Between April and August 3, there has been $13.3 billion portfolio outflow. India’s foreign exchange reserves have dropped to $573.9 billion on July 29 from their peak of $642 billion.

Besides the RBI’s dollar sale, the devaluation of other currencies against the dollar, too, has contributed to the depletion of forex reserves. (Incidentally, after a long gap, in the week between July 22 and 29, the forex reserves rose by $2.3 billion as the RBI has probably stopped selling dollars and the dollar index, too, weakened.)

External factors such as a widening trade deficit leading to a negative basic balance of payment situation and high current account deficit have also influenced the decision to hike the rate. The governor’s policy statement puts up a brave front but certainly the RBI doesn’t want an encore of FY2013.

The decision to raise the policy repo rate by 50 bps to 5.4 per cent is unanimous by the six-member MPC even as it remains focussed on withdrawal of accommodation to keep inflation within the target, ‘while supporting growth’.

The MPC seems to be more confident about growth and this is why the RBI will not remain behind the curve. We are in the middle of a rate hike cycle, which may spill over to early next year till the inflation genie is bottled.

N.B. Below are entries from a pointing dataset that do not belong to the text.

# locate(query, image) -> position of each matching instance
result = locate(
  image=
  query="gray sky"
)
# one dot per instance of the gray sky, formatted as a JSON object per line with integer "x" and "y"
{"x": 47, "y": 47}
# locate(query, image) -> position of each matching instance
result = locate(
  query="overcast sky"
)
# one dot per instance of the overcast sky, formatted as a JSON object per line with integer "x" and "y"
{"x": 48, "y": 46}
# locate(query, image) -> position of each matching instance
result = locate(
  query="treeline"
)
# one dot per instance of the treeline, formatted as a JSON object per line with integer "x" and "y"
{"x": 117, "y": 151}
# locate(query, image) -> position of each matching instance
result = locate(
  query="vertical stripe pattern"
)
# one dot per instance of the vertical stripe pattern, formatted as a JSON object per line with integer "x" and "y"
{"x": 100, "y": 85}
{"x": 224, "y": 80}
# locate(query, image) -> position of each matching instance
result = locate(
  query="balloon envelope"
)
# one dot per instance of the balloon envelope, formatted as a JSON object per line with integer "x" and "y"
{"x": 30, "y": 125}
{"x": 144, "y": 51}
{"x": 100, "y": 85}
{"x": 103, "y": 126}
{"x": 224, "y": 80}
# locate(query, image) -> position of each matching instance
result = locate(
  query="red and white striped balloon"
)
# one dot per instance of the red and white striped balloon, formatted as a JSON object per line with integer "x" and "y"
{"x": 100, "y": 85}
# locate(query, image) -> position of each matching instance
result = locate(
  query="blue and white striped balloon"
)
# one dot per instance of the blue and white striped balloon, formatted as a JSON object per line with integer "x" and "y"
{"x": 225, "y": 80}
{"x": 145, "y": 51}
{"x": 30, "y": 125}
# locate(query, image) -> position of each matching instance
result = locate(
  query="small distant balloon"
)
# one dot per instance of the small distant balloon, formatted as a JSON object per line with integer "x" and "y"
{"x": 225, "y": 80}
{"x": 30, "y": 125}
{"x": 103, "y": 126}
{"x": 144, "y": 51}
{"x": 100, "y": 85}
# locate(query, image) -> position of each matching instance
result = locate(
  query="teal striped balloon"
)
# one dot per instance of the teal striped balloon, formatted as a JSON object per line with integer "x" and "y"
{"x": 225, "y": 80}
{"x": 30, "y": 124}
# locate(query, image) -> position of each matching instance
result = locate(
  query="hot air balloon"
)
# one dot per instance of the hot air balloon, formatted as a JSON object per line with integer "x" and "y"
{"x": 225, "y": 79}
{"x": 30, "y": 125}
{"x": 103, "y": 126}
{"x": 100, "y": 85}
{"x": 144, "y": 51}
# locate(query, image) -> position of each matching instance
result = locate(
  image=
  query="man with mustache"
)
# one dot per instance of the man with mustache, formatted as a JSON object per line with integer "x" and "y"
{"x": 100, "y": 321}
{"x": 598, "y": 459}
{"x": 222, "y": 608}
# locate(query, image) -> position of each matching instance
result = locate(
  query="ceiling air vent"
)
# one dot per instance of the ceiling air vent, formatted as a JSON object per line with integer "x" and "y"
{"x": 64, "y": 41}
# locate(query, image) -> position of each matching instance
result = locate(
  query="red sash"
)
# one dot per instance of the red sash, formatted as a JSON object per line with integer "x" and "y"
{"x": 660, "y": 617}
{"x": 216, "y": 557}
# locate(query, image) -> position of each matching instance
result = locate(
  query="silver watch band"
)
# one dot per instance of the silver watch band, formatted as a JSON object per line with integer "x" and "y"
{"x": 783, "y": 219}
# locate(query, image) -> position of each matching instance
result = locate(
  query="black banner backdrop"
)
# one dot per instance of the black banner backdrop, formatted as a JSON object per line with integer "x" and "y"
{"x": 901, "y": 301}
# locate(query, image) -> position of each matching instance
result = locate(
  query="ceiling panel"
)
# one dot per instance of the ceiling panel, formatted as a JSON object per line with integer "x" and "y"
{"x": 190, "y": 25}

Of course, every meeting till April 2023 may not hike the rate; there could be a pause once to take stock of the situation, if downside risks to inflation projection increases and the US Federal Reserve gives the impression that it is through with its rate hike cycle.

The MPC’s confidence in India’s growth story stems from many factors. High-frequency data such as production of consumer durables, domestic air passenger traffic and sale of passenger vehicles suggest improvement in urban demand even as rural demand indicators throw up mixed signals.

For instance, while two-wheeler sales are rising, contraction is seen in tractor sales. However, good progress of the southwest monsoon and kharif sowing are expected to support rural consumption.

Most importantly, investment activity is picking up. Capacity utilisation in the manufacturing sector is now above its long-term average, signalling the need for fresh investment activities in additional capacity creation.

The year-on-year bank credit growth, as of July 15, is 14 per cent against 6.5 per cent a year ago. The increase in capacity utilisation, government’s capex push and large expansion in bank credit should support investment activity.

Clearly, the RBI is not worried about growth. This is why it can fight out inflation, chin up.

Multiple agencies have downgraded India’s growth estimate for FY23 over the past few months but the RBI has stuck to its June projection of 7.2 per cent. Feeble signs of ease in inflation have also not encouraged it to pare its inflation projection for the time being.

We may see minor changes in both at the next MPC meeting when it hikes the rate yet again. That’s the only certainty in uncertain times.

Tamal Bandyopadhyay, a consulting editor with Business Standard, is an author and senior adviser to Jana Small Finance Bank Ltd.